Впоследствии оказалось, что все это было лишь защитной маской втайне очень
честолюбивого, влюбчивого и легкоранимого художника, в душе которого бушевали
незримые страсти.
Несмотря на всю свою интеллигентность и громадный талант, который мы угадывали в
нем, он был, как я уже говорил, в чем-то немного провинциален.

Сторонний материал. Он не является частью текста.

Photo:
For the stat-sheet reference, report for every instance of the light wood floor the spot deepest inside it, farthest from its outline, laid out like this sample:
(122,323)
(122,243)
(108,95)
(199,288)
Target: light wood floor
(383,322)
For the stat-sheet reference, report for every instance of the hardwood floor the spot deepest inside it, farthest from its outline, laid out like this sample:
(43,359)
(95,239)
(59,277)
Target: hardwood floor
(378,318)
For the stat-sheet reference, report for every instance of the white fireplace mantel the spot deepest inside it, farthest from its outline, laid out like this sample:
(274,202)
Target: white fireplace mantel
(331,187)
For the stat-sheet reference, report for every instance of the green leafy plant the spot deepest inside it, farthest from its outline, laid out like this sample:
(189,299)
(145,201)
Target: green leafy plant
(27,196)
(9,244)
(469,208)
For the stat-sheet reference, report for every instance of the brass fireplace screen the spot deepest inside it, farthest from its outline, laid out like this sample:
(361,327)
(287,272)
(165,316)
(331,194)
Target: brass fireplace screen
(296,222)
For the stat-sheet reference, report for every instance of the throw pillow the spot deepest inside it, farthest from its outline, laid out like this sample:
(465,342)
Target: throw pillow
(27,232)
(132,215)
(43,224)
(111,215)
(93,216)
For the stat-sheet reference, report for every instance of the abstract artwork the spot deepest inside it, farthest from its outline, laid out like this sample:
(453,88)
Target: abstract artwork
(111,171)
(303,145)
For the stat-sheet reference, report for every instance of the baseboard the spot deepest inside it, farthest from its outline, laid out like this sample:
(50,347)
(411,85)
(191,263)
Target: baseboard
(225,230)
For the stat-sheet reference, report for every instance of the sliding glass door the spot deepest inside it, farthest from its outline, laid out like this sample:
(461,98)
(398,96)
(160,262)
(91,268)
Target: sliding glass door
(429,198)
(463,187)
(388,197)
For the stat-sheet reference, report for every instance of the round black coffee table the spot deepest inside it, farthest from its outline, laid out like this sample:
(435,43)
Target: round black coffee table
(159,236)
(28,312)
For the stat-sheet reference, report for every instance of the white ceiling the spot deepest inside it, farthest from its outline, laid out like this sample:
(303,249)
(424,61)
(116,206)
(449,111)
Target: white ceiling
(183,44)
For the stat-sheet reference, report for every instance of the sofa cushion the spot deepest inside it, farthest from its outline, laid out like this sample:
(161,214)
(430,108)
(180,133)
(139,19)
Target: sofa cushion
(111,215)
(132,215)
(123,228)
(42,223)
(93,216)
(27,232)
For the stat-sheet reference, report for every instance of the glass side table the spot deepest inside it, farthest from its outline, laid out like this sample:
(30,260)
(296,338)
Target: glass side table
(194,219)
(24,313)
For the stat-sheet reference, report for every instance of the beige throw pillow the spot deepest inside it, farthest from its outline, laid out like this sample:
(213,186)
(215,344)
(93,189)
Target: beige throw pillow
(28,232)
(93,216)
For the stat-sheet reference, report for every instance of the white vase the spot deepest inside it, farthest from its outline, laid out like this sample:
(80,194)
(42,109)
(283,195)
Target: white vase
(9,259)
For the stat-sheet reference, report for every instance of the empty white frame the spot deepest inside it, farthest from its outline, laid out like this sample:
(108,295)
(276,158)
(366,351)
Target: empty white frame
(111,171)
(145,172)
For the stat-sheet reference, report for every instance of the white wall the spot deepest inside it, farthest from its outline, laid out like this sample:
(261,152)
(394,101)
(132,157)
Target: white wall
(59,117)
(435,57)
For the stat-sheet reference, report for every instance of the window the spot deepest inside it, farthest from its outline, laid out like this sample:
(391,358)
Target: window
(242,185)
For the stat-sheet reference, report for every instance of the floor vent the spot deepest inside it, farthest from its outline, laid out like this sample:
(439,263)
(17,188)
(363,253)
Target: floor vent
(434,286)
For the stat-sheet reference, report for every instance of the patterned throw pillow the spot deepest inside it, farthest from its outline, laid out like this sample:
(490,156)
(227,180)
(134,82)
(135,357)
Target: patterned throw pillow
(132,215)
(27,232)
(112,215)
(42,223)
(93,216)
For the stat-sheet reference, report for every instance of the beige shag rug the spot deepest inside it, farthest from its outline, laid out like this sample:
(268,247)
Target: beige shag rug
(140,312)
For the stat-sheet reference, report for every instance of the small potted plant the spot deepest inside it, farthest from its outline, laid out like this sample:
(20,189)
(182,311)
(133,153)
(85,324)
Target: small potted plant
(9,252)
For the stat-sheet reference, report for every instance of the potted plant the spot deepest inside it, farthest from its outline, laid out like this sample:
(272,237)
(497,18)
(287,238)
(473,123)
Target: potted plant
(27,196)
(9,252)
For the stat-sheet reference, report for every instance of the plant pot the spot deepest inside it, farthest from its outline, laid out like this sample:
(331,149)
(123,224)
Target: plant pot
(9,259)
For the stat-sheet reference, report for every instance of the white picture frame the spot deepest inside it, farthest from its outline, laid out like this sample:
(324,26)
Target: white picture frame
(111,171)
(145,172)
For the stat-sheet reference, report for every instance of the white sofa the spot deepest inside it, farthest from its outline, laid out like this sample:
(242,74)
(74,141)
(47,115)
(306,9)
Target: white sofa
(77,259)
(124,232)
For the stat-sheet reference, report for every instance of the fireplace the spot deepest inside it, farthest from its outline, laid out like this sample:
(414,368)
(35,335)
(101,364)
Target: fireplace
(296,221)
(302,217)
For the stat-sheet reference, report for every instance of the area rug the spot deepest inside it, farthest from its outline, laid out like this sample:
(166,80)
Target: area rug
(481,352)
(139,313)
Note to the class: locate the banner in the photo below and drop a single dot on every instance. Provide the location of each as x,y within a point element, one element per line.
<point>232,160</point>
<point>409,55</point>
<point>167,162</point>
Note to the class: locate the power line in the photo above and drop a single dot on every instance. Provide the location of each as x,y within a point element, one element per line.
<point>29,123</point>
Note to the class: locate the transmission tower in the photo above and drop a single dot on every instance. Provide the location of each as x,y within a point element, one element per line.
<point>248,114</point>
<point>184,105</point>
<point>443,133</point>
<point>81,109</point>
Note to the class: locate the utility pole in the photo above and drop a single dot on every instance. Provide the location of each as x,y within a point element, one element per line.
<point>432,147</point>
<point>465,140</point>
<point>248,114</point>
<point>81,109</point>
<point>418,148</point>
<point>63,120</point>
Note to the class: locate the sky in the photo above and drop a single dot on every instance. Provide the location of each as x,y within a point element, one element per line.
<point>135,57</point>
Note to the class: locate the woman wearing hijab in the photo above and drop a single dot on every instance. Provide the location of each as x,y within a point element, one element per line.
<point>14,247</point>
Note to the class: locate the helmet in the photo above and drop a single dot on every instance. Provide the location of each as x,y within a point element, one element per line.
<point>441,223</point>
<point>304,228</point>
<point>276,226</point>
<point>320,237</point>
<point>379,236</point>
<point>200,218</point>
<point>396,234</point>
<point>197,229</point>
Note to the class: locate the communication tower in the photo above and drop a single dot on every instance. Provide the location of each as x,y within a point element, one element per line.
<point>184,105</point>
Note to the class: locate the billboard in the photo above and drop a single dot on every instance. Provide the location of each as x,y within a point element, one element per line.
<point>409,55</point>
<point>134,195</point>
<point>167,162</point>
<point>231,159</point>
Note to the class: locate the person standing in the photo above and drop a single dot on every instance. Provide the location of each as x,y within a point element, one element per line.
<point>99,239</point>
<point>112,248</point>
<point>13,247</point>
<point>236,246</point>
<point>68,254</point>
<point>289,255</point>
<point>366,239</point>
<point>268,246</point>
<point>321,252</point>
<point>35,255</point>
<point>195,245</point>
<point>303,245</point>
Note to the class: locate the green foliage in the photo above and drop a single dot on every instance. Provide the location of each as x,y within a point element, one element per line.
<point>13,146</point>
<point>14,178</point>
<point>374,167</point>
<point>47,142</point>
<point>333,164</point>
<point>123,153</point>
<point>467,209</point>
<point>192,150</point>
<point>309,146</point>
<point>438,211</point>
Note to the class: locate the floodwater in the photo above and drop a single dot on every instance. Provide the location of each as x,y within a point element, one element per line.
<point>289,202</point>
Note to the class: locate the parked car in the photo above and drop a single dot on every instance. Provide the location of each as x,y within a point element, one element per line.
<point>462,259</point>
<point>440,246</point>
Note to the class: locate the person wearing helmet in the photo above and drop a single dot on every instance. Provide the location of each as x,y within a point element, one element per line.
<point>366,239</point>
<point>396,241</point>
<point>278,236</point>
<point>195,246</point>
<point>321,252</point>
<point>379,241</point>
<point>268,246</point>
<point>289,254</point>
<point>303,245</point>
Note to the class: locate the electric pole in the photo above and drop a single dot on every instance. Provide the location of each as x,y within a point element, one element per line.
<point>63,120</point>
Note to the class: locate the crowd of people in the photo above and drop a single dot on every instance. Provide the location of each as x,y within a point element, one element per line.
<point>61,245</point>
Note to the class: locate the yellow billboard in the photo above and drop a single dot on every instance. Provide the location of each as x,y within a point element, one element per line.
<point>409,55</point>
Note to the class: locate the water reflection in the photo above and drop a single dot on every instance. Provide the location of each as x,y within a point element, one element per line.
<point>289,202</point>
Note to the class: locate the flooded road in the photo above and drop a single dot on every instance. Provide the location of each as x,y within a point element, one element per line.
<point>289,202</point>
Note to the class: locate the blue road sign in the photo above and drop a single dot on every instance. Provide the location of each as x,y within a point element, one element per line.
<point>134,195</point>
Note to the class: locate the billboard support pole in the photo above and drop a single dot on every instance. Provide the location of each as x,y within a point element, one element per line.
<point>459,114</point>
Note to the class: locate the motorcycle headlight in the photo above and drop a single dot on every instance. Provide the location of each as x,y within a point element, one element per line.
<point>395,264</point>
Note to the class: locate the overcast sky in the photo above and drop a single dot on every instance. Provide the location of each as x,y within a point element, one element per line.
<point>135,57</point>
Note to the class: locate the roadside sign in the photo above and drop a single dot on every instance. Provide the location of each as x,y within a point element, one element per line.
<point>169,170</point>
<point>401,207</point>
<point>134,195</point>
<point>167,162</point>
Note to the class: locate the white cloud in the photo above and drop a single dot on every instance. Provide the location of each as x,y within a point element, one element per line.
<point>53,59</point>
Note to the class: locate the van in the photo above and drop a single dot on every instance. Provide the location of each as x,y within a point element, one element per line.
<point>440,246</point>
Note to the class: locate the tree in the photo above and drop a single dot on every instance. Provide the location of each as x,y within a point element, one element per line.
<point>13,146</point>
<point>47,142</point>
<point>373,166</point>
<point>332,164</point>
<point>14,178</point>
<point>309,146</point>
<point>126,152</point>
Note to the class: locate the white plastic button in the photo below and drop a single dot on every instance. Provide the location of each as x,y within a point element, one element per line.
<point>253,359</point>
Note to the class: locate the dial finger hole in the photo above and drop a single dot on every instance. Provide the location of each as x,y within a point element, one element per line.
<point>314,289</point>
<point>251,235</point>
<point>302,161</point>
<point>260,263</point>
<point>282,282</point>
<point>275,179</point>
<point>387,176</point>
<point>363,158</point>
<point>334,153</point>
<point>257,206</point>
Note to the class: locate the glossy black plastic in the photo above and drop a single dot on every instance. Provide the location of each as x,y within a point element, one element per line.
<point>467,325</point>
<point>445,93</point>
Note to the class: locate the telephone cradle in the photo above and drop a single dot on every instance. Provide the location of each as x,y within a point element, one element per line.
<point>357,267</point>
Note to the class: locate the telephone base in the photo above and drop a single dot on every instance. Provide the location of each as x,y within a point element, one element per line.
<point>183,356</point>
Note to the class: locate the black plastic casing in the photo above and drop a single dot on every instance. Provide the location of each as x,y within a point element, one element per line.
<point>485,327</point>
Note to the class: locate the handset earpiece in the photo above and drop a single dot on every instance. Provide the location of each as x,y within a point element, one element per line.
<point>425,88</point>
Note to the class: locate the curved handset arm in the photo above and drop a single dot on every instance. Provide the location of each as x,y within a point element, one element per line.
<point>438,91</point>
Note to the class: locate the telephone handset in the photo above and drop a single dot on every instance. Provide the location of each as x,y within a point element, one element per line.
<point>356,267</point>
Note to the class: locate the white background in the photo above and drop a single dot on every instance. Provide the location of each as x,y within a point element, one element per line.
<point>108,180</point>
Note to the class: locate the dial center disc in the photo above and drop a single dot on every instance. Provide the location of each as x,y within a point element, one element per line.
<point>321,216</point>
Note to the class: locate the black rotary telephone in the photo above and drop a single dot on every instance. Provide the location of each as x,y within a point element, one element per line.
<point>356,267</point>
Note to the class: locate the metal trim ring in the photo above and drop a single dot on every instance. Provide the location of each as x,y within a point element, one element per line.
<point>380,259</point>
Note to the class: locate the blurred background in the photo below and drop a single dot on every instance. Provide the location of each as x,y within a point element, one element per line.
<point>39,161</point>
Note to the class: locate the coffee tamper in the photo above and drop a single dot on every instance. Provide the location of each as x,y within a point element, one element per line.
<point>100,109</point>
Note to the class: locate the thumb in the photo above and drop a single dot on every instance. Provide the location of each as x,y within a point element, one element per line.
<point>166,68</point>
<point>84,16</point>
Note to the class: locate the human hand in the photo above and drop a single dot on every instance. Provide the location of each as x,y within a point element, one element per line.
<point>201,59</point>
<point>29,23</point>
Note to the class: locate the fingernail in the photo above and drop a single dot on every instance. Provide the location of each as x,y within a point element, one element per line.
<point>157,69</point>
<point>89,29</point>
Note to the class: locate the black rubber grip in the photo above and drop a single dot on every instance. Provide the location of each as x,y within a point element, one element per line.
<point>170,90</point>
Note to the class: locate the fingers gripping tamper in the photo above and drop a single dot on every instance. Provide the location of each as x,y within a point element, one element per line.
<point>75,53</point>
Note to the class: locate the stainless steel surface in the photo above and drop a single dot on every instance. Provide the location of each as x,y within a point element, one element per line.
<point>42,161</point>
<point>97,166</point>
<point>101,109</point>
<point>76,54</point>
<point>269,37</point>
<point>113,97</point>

Может быть, и Чехов, приехавший в Москву из Таганрога, мог показаться
провинциалом.
Впоследствии, когда синеглазый прославился и на некоторое время разбогател, наши
предположения насчет его провинциализма подтвердились: он надел галстук
бабочкой, цветной жилет, ботинки на пуговицах, с прюнелевым верхом, и даже, что
показалось совершенно невероятным, в один прекрасный день вставил в глаз
монокль, развелся со старой женой, изменил круг знакомых и женился на некой
Белосельской-Белозерской, прозванной ядовитыми авторами "Двенадцати стульев"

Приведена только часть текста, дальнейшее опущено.